インスタントでないコーヒーは香りが良かった。
アンパンマンはそれを一口飲み、ほぅっとため息をつく。
「新しい子でね。色が白くて華奢で…髪の毛は真っ黒でさらさら」
「へえ〜」
カレーパンマンは甘口カレーにでもなるつもりなのか、コーヒーにどばどば砂糖を入れながら珍しそうに相槌を打った。

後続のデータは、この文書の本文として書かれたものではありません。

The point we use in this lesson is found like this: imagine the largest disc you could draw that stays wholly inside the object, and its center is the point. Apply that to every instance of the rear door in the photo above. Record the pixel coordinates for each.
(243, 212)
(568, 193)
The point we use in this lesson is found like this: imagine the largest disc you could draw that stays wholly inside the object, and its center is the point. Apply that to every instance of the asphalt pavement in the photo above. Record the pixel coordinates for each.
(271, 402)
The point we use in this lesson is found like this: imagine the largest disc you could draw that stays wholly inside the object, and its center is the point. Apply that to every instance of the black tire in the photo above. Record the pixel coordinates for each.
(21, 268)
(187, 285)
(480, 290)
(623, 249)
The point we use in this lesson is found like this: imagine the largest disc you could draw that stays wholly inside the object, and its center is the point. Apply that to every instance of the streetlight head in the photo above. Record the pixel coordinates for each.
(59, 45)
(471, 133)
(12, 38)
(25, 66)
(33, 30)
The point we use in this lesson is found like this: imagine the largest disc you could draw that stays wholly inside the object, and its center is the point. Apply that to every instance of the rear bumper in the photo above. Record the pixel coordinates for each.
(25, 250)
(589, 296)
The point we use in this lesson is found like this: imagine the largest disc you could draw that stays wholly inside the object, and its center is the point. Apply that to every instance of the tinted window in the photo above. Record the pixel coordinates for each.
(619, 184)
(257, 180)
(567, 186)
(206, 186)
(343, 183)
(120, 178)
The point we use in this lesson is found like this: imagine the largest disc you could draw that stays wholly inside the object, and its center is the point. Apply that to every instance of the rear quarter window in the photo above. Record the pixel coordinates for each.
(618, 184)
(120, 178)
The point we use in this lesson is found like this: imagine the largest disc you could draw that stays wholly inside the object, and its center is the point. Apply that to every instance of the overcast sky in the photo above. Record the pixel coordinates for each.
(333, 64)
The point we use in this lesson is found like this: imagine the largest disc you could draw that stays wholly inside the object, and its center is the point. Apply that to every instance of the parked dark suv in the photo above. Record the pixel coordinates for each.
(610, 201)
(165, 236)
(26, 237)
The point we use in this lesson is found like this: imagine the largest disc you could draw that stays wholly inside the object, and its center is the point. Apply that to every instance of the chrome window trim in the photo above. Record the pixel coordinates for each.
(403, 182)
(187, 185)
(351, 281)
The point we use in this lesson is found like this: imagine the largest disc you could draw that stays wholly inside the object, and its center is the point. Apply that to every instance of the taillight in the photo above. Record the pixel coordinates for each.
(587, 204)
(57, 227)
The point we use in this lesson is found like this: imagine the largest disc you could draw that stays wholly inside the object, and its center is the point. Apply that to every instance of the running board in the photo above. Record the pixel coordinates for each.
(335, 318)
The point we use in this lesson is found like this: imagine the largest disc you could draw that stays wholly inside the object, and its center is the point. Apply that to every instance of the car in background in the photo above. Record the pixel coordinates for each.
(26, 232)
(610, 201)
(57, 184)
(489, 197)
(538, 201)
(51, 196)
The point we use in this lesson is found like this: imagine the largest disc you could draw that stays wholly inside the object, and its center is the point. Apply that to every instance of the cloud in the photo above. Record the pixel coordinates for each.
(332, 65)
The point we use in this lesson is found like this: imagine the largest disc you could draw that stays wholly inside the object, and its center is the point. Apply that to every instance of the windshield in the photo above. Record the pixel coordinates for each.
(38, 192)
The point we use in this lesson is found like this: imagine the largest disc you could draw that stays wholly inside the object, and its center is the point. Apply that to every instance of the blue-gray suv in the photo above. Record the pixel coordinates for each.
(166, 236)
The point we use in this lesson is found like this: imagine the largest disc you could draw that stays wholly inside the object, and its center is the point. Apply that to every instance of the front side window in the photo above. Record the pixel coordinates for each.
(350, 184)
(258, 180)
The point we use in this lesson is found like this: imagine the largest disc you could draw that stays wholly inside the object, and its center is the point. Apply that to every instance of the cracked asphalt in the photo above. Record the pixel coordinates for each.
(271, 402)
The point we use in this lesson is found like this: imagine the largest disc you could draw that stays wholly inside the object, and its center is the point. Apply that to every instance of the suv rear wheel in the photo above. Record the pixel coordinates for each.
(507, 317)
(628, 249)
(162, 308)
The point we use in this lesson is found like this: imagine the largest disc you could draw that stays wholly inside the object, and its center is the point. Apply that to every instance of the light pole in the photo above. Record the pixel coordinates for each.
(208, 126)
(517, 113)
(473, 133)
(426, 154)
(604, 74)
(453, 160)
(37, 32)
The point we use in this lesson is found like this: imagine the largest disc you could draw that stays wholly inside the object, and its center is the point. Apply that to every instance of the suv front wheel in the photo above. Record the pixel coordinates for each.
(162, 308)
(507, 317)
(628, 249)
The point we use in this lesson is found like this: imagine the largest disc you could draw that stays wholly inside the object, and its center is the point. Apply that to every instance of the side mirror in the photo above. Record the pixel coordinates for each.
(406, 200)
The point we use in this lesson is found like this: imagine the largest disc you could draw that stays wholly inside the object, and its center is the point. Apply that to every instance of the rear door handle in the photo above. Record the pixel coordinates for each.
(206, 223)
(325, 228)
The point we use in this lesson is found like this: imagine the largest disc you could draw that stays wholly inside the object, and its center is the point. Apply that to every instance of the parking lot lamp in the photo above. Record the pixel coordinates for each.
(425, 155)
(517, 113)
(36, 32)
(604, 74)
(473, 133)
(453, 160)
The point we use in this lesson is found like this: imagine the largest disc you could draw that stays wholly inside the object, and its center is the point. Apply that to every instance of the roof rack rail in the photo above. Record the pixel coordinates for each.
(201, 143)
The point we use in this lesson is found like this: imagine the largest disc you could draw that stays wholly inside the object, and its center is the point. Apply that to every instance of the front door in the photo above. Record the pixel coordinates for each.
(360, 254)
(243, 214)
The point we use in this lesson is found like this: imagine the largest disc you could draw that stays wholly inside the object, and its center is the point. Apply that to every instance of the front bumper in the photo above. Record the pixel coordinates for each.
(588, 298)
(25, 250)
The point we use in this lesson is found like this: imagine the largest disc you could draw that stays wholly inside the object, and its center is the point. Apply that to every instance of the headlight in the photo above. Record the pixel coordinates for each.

「少し話したんだけど、すごく可愛かった。恥ずかしがりでね、ちょっと意地っ張り」
「なるほど」
食パンマンは面白いものでも見るような目つきでアンパンマンを観察している。
「でも名前教えてくれたんだよね…すごく可愛い名前」
「すごい惚れっぷりだな、アンパンマン」
今度俺にも紹介してくれよな。
そう言ってカレーパンマンはアンパンマンに笑みを向けた。
彼は何も知らなかった。
食パンマンが影でにやりと笑っていた。
アンパンマンとカレーパンマンはそれに気づかなかった。
それぞれが同じ場所にいながら、てんで違う世界を妄想していた。
食器を洗いながら、バイキンマンはため息をついた。
「…アンパンマンって変な奴」
正義の味方は誰にでも優しい。
『誰にでも』?
嘘だ。
正義の味方は悪者には優しくない。
「…俺様が悪者だって分かったら、あんなにびっくりした顔してたじゃないか…」
ちくんと棘が刺さったように胸が痛い。
少しだけ、羨ましいと思ったのかもしれない。
あんなに人気者の彼を。
平和で楽しく暮らしている人々を。
ここにあるものは全て自分には縁のないものだったから。
いや、これからもずっと手に入らないものだったから。
バイキンマンはふるふると首を振った。
「俺様はバイキン星からやってきた、悪の科学者バイキンマン様だぁ――!」
「うるさいバイキンマン!知ってるわよそんなこと!!」
「あ、…すみません。あ!悪の天才科学者バイキンマン様だぁ――!」
どかんっ。
血管が浮き出るほど怒りを溜めたドキンちゃんに足蹴にされて、バイキンマンは必死で弁解した。
「ドキンちゃん、これ決めセリフの練習っ!練習だからっ!」
「うるさ――いっ!馬鹿バイキン!」
見てろアンパンマン。お前はこの俺様が必ず倒す!!
バイキンマンはそう心に誓った。